-
Notifications
You must be signed in to change notification settings - Fork 6.4k
Description
NB these are the same symptoms, and a similar test setup, as we saw in #21189 but this reproduces with newer releases including RELEASE.2025-07-23T15-54-02Z in which #21189 is fixed.
Expected Behavior
If a multipart upload is initiated and then successfully aborted, it should not be returned in subsequent listings of the active uploads.

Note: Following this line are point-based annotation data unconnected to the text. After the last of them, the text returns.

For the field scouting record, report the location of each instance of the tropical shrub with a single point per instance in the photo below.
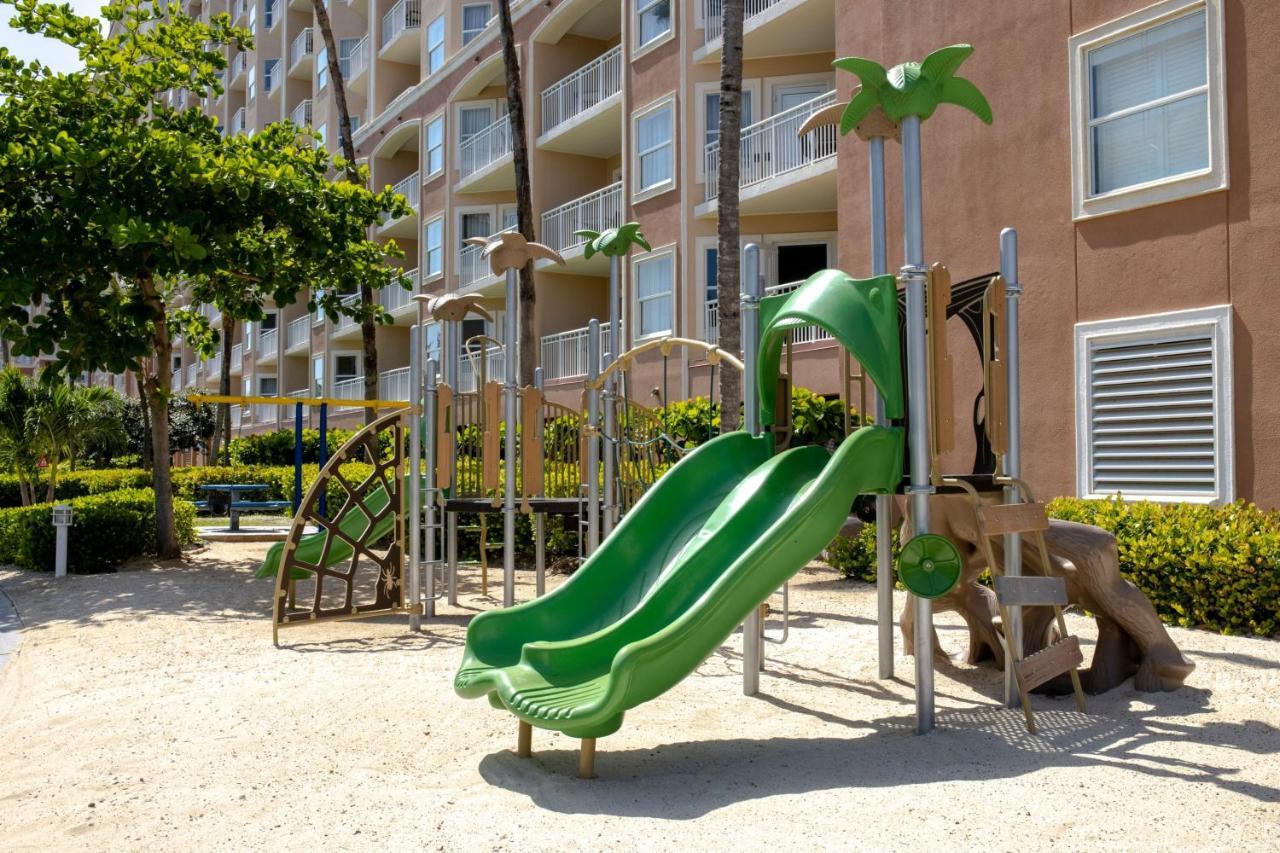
(106, 530)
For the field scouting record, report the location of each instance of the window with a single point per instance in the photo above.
(434, 240)
(1153, 406)
(653, 21)
(654, 162)
(435, 145)
(475, 18)
(1147, 108)
(435, 45)
(653, 283)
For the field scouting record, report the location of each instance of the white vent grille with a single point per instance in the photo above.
(1156, 410)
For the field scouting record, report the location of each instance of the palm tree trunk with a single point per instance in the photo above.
(528, 343)
(158, 387)
(368, 327)
(727, 259)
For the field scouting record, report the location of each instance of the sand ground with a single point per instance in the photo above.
(149, 708)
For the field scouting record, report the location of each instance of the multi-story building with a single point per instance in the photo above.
(1130, 150)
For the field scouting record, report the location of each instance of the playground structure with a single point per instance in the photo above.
(698, 551)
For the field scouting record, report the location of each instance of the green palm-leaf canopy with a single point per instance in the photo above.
(912, 89)
(613, 242)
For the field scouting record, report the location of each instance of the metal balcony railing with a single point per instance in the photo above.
(563, 355)
(487, 146)
(713, 12)
(298, 332)
(301, 48)
(772, 147)
(590, 85)
(597, 210)
(406, 14)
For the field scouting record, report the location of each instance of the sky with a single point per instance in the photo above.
(46, 50)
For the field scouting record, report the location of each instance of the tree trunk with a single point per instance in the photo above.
(528, 343)
(158, 401)
(728, 252)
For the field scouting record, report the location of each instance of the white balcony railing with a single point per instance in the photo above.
(563, 355)
(302, 46)
(487, 146)
(592, 83)
(298, 332)
(406, 14)
(804, 334)
(773, 147)
(597, 210)
(266, 343)
(356, 62)
(713, 10)
(393, 384)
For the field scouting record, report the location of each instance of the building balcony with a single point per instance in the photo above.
(297, 336)
(355, 64)
(781, 172)
(411, 187)
(772, 28)
(597, 210)
(401, 27)
(302, 54)
(583, 113)
(563, 355)
(484, 160)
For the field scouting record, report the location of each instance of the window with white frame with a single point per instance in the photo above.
(654, 278)
(653, 21)
(475, 18)
(1155, 406)
(435, 45)
(1148, 108)
(654, 153)
(433, 237)
(435, 146)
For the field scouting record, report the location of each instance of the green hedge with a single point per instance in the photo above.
(1201, 566)
(106, 530)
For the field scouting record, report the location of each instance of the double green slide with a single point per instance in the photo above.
(708, 543)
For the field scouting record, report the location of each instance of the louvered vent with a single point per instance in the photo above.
(1152, 418)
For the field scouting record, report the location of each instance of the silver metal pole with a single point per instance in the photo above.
(415, 478)
(593, 445)
(511, 393)
(915, 274)
(883, 502)
(452, 343)
(753, 287)
(1013, 456)
(539, 527)
(430, 402)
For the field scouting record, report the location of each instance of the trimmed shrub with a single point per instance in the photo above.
(106, 530)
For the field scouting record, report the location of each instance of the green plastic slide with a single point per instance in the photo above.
(672, 582)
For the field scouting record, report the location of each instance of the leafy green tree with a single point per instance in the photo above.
(117, 206)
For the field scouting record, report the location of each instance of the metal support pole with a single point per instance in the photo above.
(511, 393)
(593, 445)
(430, 401)
(1013, 455)
(415, 478)
(753, 288)
(915, 276)
(883, 502)
(539, 527)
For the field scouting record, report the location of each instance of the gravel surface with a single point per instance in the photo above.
(150, 707)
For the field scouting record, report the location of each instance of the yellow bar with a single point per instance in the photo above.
(305, 401)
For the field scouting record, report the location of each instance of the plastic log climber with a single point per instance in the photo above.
(704, 547)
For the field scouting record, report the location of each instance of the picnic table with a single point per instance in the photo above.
(234, 506)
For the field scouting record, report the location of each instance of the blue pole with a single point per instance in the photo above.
(324, 454)
(297, 456)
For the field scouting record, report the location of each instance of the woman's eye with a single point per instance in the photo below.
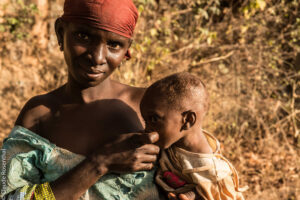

Moreover, any data related to the aborted upload should be removed from disk (or at least moved to .trash).
Current Behavior
In a case where we initiate a multipart upload, then upload a part while concurrently calling both the AbortMultipartUpload and ListMultipartUploads APIs, we extremely rarely receive a successful 204 No Content response to the AbortMultipartUpload request but without the upload being cleaned up properly. In particular, it continues to be returned by subsequent calls to the ListMultipartUploads API, and appears to leave the uploaded data on disk forever.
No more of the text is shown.